For the past two years, I have been working on an expansive series of oil paintings that explores the large, overweight male body in relation to the physical and psychological spaces of American suburbia. Set within and above expansive houses and overbuilt neighborhoods, these figures occupy a world that feels both familiar and uninhabitable.
The series explores the male body within the quietly theatrical spaces of suburban domesticity. In these private spaces, the male figure is oversized not only in form, but in presence: fleshly, vulnerable, and unmapped by traditional ideals of masculinity or beauty. These men do not dominate their environments, instead they are disoriented or estranged within them, slouched across pristine sofas, sunk into oversized hot tubs, or simply still. I am interested in this dissonance, especially how suburban spaces become stages for silent, strange performances.

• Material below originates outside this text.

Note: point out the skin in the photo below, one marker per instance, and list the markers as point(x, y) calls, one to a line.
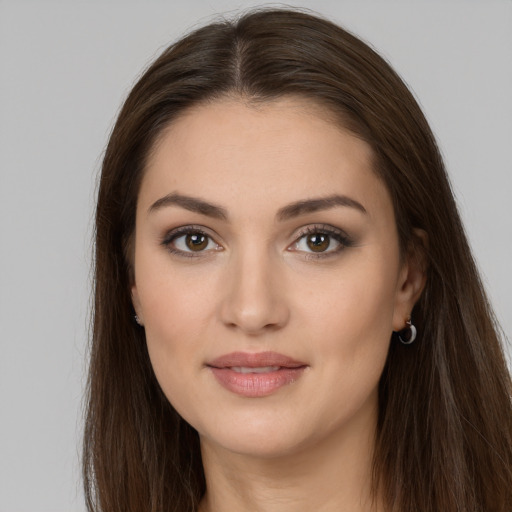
point(258, 286)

In other paintings, the suburban architecture falls away entirely. These men float above rooftops, hovering silently, and happily, over empty streets and manicured lawns. This aerial perspective suggests both a spiritual detachment and a quiet haunting. Are these bodies escaping the gravity of conformity, or are they tethered to it by memory and expectation? Are they floating or falling?
Rendered in oil paint with an emphasis on flesh and surface, these works blur realism with dreamlike estrangement. The floating bodies are not fantastical, they are slow, heavy, and suspended in a kind of emotional stasis. Their presence interrupts the narrative of the suburban ideal, exposing it as indifferent, awkward, and quietly oppressive.